Animals Assignment 3

By in Animals, ITP

For my 3 x 3 animal analysis, I chose to focus on German Shepherd’s. While its a particular type of dog, I think it was helpful to narrow the focus, and in the end it made the trajectory of the dog’s image in culture even more interesting to me.

1)

The first instance of the German Shepherd that I’ll focus on is the Hollywood animal-star, Rin Tin Tin. Rin Tin Tin was literally german–rescued by an American soldier named Lee Duncan in WWI–and then vaulted into stardom in the 1920′s after his owner realized his talent for jumping and doing tricks.

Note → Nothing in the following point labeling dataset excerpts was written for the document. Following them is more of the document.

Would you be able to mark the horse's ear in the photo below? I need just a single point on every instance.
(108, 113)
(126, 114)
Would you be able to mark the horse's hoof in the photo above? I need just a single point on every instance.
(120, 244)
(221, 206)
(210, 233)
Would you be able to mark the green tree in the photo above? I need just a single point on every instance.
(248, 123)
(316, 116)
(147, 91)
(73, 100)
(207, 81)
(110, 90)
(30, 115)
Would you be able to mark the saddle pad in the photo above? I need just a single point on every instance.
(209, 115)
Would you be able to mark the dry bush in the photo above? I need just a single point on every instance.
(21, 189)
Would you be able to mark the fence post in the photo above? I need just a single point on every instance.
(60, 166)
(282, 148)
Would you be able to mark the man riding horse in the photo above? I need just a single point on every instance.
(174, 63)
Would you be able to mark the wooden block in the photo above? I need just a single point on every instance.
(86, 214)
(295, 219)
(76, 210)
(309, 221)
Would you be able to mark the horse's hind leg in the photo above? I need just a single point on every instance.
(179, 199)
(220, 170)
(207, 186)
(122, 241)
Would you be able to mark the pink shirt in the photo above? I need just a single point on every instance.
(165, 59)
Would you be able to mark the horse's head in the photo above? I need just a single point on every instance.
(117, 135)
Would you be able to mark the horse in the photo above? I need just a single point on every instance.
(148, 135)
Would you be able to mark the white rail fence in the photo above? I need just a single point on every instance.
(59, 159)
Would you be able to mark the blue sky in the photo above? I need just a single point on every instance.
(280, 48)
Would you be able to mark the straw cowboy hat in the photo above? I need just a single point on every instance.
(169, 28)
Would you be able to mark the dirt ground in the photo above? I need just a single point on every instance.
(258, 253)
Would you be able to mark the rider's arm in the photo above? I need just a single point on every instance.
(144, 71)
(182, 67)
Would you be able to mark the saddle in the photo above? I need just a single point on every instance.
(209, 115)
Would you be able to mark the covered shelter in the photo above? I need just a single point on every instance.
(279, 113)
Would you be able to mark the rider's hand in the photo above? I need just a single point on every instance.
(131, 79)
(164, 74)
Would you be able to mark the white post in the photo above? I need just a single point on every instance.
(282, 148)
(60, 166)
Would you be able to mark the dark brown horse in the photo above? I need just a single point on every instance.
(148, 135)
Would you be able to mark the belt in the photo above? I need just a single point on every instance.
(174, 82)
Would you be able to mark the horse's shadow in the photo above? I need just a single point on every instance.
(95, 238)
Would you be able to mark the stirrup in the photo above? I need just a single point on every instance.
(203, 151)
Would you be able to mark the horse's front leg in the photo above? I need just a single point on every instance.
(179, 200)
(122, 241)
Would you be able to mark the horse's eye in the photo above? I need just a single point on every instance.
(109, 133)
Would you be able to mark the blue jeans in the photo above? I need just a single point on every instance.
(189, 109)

Like other dog movie stars, Rin Tin Tin was often cast as a hybrid wolf-dog, fighting bad-guys but also fighting or resisting his “wildness.” He chose to be a protector of humans and a member of our community instead of his own. Rin Tin Tin is a romantic figure and and could be read as an animistic representation of the human-animal bond. Interestingly, Rin Tin Tin’s heroism on screen paved the way for German Shepherds to be employed in the WWII effort.

2)

While the image of the German Shepherd as searcher/rescuer is one I cherished as a kid, it now seems relevant to the idea of objectification, since German Shepherds were first bred in 1899 for their utility to human activity. Their very existence is predicated on human utility.

The journalistic discourse of the first image suggests that we are witnessing the dog “just doing its job,” with little fanfare. The dog is like the human rescue worker: sacrificing, brave, humble. However, we still still the noble/romantic notion peeking through the journalistic discourse in the second image taken after the 9/11 attacks. It trades more in propaganda as a discourse, but the German Shepherds heroism still emanates from its usefulness to us.

3)

The last set of images depart from the romantic theme and instead complicate the objectification of the animal. Here we see the dog as fear-tool, a symbol of power. We can graft pride onto the search/rescuer dog as an object of utility, but in these images we’ve bred a monster, an extension of human violence and authority.

The dog’s heroic qualities for which it was bred (physical strength, obedience), are now the weapon, an object of fear. The discourse of the Abu Ghraib image, for instance, “knows” this: grainy and detached, it suggests a scene we were not meant to see with subjects who did not expect to be revealed.